Yes, this recipe is entirely gluten-free as written. Just check your ingredients, especially the spices, to make sure everything is certified GF if you need to be careful.
Can the marinade be used for grilling outdoors?
Oh, yes! The honey lime marinade is fantastic for grilling—just keep an eye out for caramelization so it doesn’t burn. Cook over medium heat and flip just once for the best results.
Final Thoughts
I’m always amazed by how something so simple can be this exciting—Honey Lime Chicken & Mango Quinoa Stack never fails to win over guests or satisfy a weeknight craving. If you’re looking to add a little sunshine and a lot of flavor to your table, give this vibrant dish a try. Your fork (and everyone you share it with) will thank you!
Print
Honey Lime Chicken & Mango Quinoa Stack Recipe
- Total Time: 25-30 minutes
- Yield: 4 servings 1x
- Diet: Gluten Free
Description
This Honey Lime Chicken & Mango Quinoa Stack is a delicious and vibrant dish that combines the flavors of juicy mango, zesty lime, and tender chicken with fluffy quinoa. It’s a perfect balance of sweet, savory, and tangy flavors in every bite.
Ingredients
For the Honey Lime Chicken
- 1 1/2 lbs boneless, skinless chicken breasts or thighs
- 2 tbsp olive oil
- Zest and juice of 1 lime
- 2 tbsp honey
- 2 cloves garlic, minced
- 1/2 tsp smoked paprika
- 1/2 tsp ground cumin
- 3/4 tsp salt
- 1/2 tsp black pepper
For the Mango Quinoa
- 1 1/2 cups cooked quinoa
- 1 ripe mango, diced
- 1/4 cup red onion, finely diced
- 2 tbsp fresh cilantro, chopped
- Juice of 1/2 lime
- Salt, to taste
Optional Add-Ins
- Sliced avocado
- Chili flakes or jalapeño for heat
Instructions
- Prepare the Honey Lime Chicken: In a bowl, whisk together olive oil, lime zest, lime juice, honey, garlic, smoked paprika, cumin, salt, and black pepper. Add chicken and toss to coat. Marinate for at least 20–30 minutes.

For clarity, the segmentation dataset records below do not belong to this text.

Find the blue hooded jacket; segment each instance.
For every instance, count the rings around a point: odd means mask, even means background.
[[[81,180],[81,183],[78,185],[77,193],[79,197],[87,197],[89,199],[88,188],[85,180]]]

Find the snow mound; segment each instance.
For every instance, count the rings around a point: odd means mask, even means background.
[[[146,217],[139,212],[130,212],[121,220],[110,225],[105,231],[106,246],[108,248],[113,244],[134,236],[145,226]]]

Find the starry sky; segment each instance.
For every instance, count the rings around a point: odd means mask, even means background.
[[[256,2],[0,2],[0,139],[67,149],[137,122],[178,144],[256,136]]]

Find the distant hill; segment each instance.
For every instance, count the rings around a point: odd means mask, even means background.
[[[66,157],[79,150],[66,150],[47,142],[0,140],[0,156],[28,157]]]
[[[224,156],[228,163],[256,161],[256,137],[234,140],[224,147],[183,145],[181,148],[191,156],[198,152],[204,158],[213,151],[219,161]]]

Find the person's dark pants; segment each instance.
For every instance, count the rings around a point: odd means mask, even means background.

- Cook the Chicken: Heat a skillet or grill pan over medium-high heat. Cook chicken for 6–7 minutes per side until caramelized and cooked through. Let rest, then slice.
- Make the Mango Quinoa: In a bowl, combine cooked quinoa, diced mango, red onion, cilantro, lime juice, and salt. Toss gently.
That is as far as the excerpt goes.